Sadece toplanmak ve iyi temennilerde bulunmak vakit kaybından başkasını arttırmayacaktır.
DİYALOG TOPLANTILARINI DOĞRU YAPMAK
Hepinizin bildiği üzere yıllardır Ortadoğu’da yaşanan kan, gözyaşı ve acıların durması için İslam alimleri toplantılar düzenlemekte, fikir alış verişinde bulunmaktadırlar. Ancak yapılan bu toplantılar orada kalmakta, İslam coğrafyasındaki sorunlara çözüm sunulamamaktadır. Elbette katılımcıların iyi temennilerde bulunup, kardeşliği savunmaları çok güzel. Ancak sadece iyi temennilerde bulunmak çözüm için yeterli değildir. Çözüm İttihad-ı İslam’ın oluşturulmasıdır. Fakat bunun için samimi olarak Kuran’a yönelmek, hurafeci mantıktan uzaklaşmak şarttır. Zira Ortadoğu’da yaşanan zulmün en başlıca sebebi İslam’ın doğru yaşanmıyor olmasıdır.

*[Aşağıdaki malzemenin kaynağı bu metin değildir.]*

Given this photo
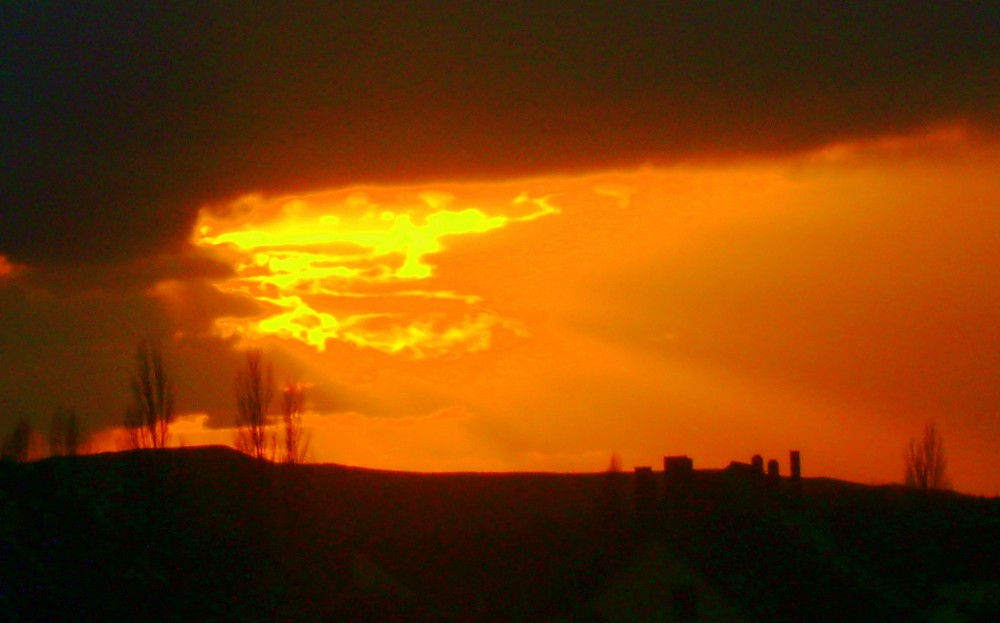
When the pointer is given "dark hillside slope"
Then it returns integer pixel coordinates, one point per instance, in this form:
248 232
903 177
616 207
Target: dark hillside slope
209 534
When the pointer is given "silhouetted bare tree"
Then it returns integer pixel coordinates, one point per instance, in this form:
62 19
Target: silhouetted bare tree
71 437
148 418
64 432
254 391
17 445
296 446
925 461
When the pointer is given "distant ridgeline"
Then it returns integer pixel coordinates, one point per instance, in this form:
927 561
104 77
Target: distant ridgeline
209 534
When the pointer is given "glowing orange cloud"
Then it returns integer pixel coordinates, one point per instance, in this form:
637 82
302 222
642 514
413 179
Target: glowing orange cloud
6 268
308 258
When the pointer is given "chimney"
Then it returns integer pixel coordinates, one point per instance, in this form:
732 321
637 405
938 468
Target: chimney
795 466
773 474
645 494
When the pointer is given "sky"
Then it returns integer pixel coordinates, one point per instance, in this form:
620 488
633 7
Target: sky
512 236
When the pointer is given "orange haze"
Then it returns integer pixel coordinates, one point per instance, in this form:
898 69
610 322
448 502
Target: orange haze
830 303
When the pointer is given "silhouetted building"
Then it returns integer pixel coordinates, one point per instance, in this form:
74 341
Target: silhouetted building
677 474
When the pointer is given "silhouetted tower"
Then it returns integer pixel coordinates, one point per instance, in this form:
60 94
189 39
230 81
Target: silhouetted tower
645 495
795 469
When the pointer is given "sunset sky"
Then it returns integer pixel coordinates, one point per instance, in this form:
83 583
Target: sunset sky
515 236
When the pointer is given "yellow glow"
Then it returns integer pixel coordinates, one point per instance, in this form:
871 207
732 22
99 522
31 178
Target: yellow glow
306 257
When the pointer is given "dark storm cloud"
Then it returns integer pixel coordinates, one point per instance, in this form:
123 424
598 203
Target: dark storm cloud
121 119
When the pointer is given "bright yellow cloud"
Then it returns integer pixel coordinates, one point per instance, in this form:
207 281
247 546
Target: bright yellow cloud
310 258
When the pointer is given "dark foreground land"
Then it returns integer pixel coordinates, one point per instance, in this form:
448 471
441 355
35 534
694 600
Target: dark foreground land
208 534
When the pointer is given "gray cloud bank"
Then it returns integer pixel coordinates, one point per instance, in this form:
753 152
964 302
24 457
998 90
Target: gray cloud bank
120 119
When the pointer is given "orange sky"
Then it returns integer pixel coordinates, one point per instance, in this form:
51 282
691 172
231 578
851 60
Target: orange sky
830 302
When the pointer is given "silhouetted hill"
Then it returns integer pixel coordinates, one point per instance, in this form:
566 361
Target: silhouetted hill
210 534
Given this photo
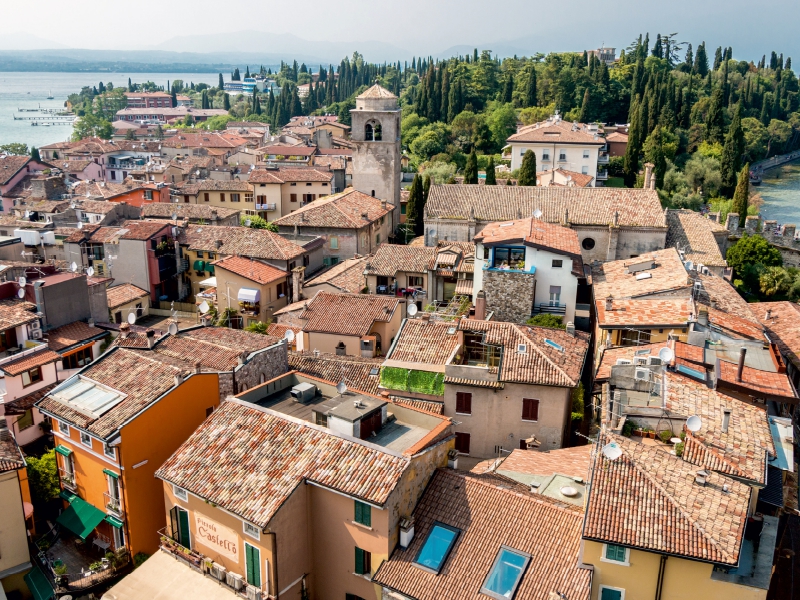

İslam coğrafyası her ne kadar dindar insanların bulunduğu bir bölge olarak anılsa da, gerçekte Kuran’dan uzaklaşmış, gelenek dinine uyan, bu yüzden İslam’ın özünde var olan sevgi, şefkat, kardeşlik gibi duyguları zayıflamış insanların bulunduğu bir bölge haline gelmiştir. Kuran’ın özünden uzaklaşan İslam coğrafyası Allah’ın bir nimet olarak sunduğu sanat, estetik, modernlik ve kaliteden de geri kalmıştır.
Orta Afrika Cumhuriyeti’ne bakacak olursak; o bölgede uzun yıllar huzur içinde kardeşçe yaşamış olan Hristiyan ve Müslümanlar zamanla Kuran’ın özündeki sevgiden uzaklaşılmasıyla bazı Müslümanların Hristiyanları kafir olarak gördükleri bir düzen kurulmuş, buna bağlı olarak katliamlar meydana gelmiştir. Oysa Kuran’da Müslümanların Musevi ve Hristiyanlara sevgi ve şefkat göstermeleri, onları koruyup kollamaları farz kılınmıştır. Kuran’da Müslümanlar ile Kitap Ehli’nin yakınlığını anlatan bir ayet şu şekildedir:
Bugün size temiz olan şeyler helal kılındı. Kitap verilenlerin yemeği size helal, sizin de yemeğiniz onlara helaldir. Mü'minlerden özgür ve iffetli kadınlar ile sizden önce (kendilerine)kitap verilenlerden özgür ve iffetli kadınlar da, namuslu, fuhuşta bulunmayan ve gizlice dostlar edinmemişler olarak-onlara ücretlerini (mehirlerini) ödediğiniz takdirde- size (helal kılındı). Kim imanı tanımayıp küfre saparsa, elbette onun yaptığı boşa çıkmıştır. O ahirette hüsrana uğrayanlardandır. (Maide Suresi, 5)
Rabbimiz başka bir ayetinde samimi Müslümanların önceki kitaplara da iman ettiğini şöyle haber vermiştir:
"… Bize ve size indirilene iman ettik; bizim ilahımız da, sizin ilahınız da birdir ve biz O'na teslim olmuşuz."(Ankebut Suresi, 46)
Aynı şekilde bazı Hristiyan ve Musevilerin de Müslümanları düşman olarak görmelerinin temel sebebi asıl olan İncil ve Tevrat’tan uzaklaşmış olmalarıdır.
Bu yüzden dinler arası diyalog toplantıları düzenleyenlerin ilk hedefi çözüm getirecek olan yönteme yönelmek olmalıdır. O da gerçek Kuran ahlakını, gerçek Tevrat ahlakını, gerçek İncil ahlakını anlatıp, hurafeci sistemi bozacak bir eğitim politikası izlemektir. Hurafe dinini savunanlar dinde olmayan hükümleri her gün insanlığa empoze etmektedir. Buna karşı İslam alimleri de vakit kaybetmeden bu büyüyü kırmak için aksi yönde (Kuran yönünde) eğitim politikası belirlemelidir. Aksi taktirde sadece toplanmak ve iyi temennilerde bulunmak vakit kaybından başkasını arttırmayacaktır.